Review: Master Class by Christina Dalcher

Master Class by Christina Dalcher Review
Master Class by Christina Dalcher
Release Date
April 21, 2020
Rating
9 / 10

Nothing can really prepare you for the experience of reading Master Class by Christina Dalcher. Much like slowly boiling a frog alive, as the saying goes, Christina Dalcher slowly turns up the tension and dread, degree by degree, until you are left gasping for breath and burning with emotions. Though emotionally difficult to read at times, Master Class is a phenomenal story of what a mother will do for her child and the ability of humanity to forget and repeat its horrific mistakes.

In a future that could very well become our own, constant standardised testing of children and adults determines their quotient (Q). Those with high Q scores get better education, jobs, and resources, while those with substandard scores get federal boarding schools, menial jobs, and bottom of the barrel resources. Elena Fairchild is a teacher at one of the elite schools, wife to the man who brought the Q system to the nation, and mother to two daughters. When her youngest daughter fails the monthly test and is sent away to one of the federal schools, Elena fights to find a way to bring her daughter back home. At any cost.

What stands out most about Master Class is the slowly dawning horror as you read, that this could one day be our reality. Eugenics is nothing new, but to many, it is something that happened elsewhere. However, as Dalcher points out in the Author’s Notes, the historical events mentioned throughout the story are real and they include the American eugenics movement that we as a nation have seemed to have forgotten. Dalcher masterfully weaves this buried history with the state of society today and gives the reader a frightening glimpse into what happens when we forget our own history.

Elena Fairchild is a complex main character that is slowly built throughout the course of the story. The reader is given new insight and knowledge of Elena up until, quite literally, the last page. While stories that go back and forth in time can sometimes be choppy, Dalcher transitions smoothly between times and every look into the past has a purpose. Seeing Elena’s past and how it slowly morphed into her current horror is a timely and intriguing look into how we can let prejudice and the fear of not being good enough mould our world.

This story has a lot to say, but its main focus is always on Elena. This leaves us with very two dimensional secondary characters. Their two dimensions are well written, but they lack the depth needed to really care about them. Freddie Fairchild, Elena’s youngest daughter that is sent away, is a nine-year-old who suffers from acute anxiety. That should pull on all the heartstrings…but it doesn’t. Malcolm Fairchild, Elena’s husband, is a despicable human who I wanted to punch through the whole story…but I never knew why he was the way he was. Having a bit more depth into other characters would have benefited the story, but it didn’t detract from the overall suspense of the novel.
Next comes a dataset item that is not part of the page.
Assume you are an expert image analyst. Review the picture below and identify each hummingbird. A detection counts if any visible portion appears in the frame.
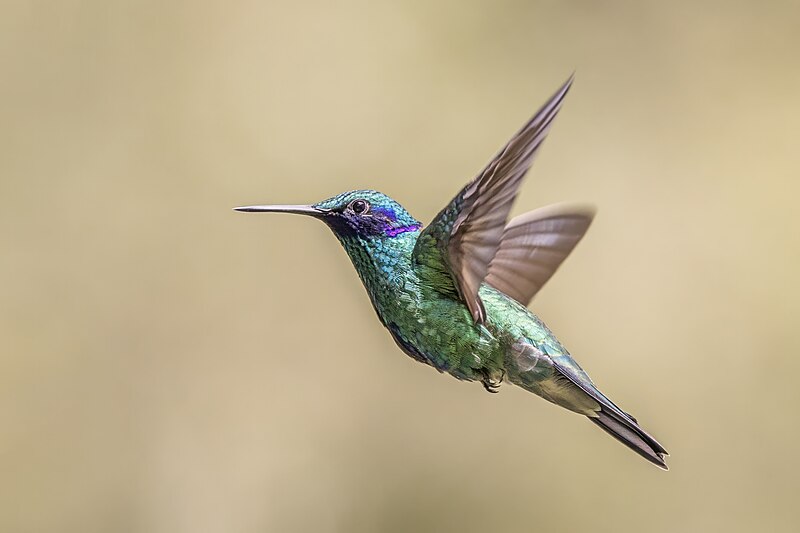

Speaking of suspense, Master Class has it in spades. But it’s a quiet, haunting kind of suspense. The kind where you just feel something is wrong the whole time, but you don’t know just how bad it is until it is too late. Then everything is awful and enthralling and you just can’t stop reading. The whole time I was reading this novel, one word kept coming to mind: insidious. The slow, subtle changes that creep into our society that have beyond harmful effects. The way the storytelling of Master Class mirrors those kinds of changes is nothing short of perfection.

Master Class is dark, provoking, and an absolute must read. Dalcher has proven herself a master author of insidious suspense that feels oh so real and will stick with you long after you’ve closed the book. And for those who scoff, and proclaim this story is just fiction and could never happen to them, I leave you with this quote from the novel: “It started with fear, and it ended with laws.”

Master Class is available from Amazon, Book Depository, and other good book retailer as of April 21st 2020.

Will you be picking up Master Class? Tell us in the comments below!


Synopsis | Goodreads

The future of every child is determined by one standardized measurement: their quotient (Q). Score high enough, and they attend a top tier school with a golden future ahead of them. Score low, and they are sent to a federally run boarding school with limited prospects for future employment. The purpose? Education costs are cut, teachers focus on the best students, and parents are happy.

Elena Fairchild is a teacher at one of the state’s elite schools. When her nine-year old daughter fails her next monthly test, her Q score drops to a disastrously low level and she is immediately forced to leave her top school for a federal school hundreds of miles away. As a teacher, Elena knows intimately the dangers of failure in their tiered educational system, but as a mother who just lost her child, all Elena wants is to be near her daughter again. And she will do the unthinkable to make it happen.